Face aux forces démobilisatrices régnantes qui, au cri de « pasdamalgame », se livrent aux plus délétères et aberrantes confusions (car tout doit être remis à plat, dé-signifié et « amalgamé » c’est-à-dire non discriminé sous le régime du « gnangnisme » avant liquidation et remplacement), on s’étonne qu’il existe encore des esprits pour dire que le roi est nu. Ce lumineux essai, précis de survie en zone en cours d’effondrement, rend encore plus abyssal le mystère de la résignation à l’aveuglement, à la surdité…

Ceux qui du sel de la vie veulent préserver ce qui leur tient encore à cœur, se réuniront autour de ce livre. Livre dont l’auteur, Renaud Camus, est, rappelons-le, l’objet d’un ostracisme pratiqué de longue date, avec une intensité variable selon l’actualité, ce que Sollers (parlant de Spinoza) appelle un herem doux**: « silencieux, insinuant, dissolvant, peut-être le plus efficace.

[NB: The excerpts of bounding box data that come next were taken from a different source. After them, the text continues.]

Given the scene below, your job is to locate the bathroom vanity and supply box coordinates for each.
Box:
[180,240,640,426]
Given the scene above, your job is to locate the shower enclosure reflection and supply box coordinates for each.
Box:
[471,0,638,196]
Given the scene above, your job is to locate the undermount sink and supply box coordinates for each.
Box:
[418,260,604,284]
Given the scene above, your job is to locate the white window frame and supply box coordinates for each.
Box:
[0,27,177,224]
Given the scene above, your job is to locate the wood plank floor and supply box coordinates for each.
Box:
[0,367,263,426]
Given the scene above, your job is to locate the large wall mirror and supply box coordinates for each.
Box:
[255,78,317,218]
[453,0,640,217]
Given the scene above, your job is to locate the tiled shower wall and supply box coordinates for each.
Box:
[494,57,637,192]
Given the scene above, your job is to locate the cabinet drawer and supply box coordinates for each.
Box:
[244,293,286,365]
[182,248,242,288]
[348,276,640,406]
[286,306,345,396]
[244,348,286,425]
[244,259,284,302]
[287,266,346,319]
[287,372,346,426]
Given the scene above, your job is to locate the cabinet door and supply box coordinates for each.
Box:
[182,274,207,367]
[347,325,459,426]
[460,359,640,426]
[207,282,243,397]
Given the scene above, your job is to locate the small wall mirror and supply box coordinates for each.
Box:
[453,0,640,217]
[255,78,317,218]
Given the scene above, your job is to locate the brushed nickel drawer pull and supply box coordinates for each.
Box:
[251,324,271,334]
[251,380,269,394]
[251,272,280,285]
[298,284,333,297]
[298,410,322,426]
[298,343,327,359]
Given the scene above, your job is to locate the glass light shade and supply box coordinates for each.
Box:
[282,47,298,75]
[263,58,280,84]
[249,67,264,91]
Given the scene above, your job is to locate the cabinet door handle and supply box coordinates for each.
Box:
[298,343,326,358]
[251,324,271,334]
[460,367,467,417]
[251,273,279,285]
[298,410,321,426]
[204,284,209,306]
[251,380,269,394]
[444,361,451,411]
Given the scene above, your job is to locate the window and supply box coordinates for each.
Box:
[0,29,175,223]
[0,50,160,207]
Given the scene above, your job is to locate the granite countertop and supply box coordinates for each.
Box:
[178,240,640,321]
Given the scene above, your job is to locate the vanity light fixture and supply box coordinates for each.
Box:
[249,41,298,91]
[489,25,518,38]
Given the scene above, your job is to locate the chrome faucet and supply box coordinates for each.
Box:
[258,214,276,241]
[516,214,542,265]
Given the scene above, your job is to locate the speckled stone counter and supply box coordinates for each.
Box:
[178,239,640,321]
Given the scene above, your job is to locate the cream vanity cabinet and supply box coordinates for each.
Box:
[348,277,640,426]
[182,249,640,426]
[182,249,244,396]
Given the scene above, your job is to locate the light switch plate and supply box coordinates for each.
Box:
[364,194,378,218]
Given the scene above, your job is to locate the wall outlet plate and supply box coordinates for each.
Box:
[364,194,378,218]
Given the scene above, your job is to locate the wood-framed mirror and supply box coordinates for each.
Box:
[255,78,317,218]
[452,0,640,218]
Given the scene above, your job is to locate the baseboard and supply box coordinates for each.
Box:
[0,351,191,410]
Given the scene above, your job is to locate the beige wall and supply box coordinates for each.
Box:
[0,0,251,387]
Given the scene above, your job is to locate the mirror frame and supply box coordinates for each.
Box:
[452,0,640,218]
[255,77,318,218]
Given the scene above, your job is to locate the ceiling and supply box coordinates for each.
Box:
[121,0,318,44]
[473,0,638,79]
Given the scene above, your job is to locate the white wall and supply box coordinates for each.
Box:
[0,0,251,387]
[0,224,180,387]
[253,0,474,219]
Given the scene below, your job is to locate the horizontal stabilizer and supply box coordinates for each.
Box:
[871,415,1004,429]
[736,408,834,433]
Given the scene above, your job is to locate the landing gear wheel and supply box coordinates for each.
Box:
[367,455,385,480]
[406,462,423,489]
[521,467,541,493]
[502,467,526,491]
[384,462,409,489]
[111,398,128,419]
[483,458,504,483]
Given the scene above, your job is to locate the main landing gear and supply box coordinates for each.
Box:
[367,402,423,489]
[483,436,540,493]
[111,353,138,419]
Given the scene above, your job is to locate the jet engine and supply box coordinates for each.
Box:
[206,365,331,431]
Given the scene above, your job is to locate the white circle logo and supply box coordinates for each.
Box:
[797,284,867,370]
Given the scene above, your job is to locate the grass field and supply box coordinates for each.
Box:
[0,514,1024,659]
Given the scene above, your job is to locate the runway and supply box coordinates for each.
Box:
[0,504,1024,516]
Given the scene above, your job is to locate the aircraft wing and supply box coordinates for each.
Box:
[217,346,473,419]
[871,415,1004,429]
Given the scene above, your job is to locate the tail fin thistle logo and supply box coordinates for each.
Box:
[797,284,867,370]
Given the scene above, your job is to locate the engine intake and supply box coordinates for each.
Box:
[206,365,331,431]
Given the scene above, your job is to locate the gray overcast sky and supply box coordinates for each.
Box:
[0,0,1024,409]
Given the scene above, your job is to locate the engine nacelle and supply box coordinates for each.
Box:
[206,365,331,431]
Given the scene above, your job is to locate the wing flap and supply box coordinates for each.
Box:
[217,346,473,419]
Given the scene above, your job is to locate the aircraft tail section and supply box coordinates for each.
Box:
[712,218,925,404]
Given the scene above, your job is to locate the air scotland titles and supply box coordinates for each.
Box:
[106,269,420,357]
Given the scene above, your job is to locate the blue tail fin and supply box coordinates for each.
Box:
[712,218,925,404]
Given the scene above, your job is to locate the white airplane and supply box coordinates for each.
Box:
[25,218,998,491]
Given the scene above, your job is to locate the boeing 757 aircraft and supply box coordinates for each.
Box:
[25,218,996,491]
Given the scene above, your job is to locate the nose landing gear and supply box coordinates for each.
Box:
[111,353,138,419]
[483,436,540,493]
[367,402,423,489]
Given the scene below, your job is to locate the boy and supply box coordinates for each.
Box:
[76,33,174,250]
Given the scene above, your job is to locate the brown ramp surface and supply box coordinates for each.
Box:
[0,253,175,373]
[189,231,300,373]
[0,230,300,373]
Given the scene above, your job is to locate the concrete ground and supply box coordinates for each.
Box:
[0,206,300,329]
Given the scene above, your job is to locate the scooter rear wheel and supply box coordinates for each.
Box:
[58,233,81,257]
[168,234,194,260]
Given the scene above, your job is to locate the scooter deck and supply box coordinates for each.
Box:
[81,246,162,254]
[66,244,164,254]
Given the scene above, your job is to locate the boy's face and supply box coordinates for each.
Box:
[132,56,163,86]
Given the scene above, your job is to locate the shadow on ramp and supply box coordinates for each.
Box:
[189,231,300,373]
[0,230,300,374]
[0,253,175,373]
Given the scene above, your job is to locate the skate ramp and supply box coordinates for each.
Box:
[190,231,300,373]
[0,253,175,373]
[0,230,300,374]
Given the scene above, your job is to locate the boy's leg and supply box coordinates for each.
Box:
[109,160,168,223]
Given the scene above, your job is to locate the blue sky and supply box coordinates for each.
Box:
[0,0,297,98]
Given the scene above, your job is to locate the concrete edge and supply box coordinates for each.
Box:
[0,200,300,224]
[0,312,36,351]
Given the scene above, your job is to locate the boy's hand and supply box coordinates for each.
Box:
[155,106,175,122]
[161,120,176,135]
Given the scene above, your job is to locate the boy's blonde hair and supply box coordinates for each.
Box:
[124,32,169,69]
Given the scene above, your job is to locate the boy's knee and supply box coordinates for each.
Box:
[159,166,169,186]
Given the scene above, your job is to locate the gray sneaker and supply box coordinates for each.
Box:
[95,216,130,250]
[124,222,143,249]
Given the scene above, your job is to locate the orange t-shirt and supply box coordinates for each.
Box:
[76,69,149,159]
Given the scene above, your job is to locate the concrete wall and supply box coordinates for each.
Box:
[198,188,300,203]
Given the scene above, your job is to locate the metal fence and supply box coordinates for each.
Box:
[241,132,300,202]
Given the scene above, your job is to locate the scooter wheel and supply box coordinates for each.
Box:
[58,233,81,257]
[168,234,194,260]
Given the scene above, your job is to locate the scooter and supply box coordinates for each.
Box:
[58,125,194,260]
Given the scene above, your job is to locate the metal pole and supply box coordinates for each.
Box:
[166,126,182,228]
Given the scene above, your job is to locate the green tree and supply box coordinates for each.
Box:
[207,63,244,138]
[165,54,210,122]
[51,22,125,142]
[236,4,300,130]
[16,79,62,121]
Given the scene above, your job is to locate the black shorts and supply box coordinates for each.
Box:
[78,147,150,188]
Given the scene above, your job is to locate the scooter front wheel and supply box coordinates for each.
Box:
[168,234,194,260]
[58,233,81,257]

Pas de martyre, de crucifixion, de proscription officielle: la censure-réflexe, le bas bruit, l’effacement des traces, rien de nouveau sous le soleil. » (L’Ecole du mystère, Gallimard, 2015).

* ce billet reprend grosso modo mon commentaire/Amazon pour cet ouvrage.
**ou ce que nous pourrions aussi appeler une « fatwa soft ».

Illustrations: Éditions et photographie ©Renaud Camus.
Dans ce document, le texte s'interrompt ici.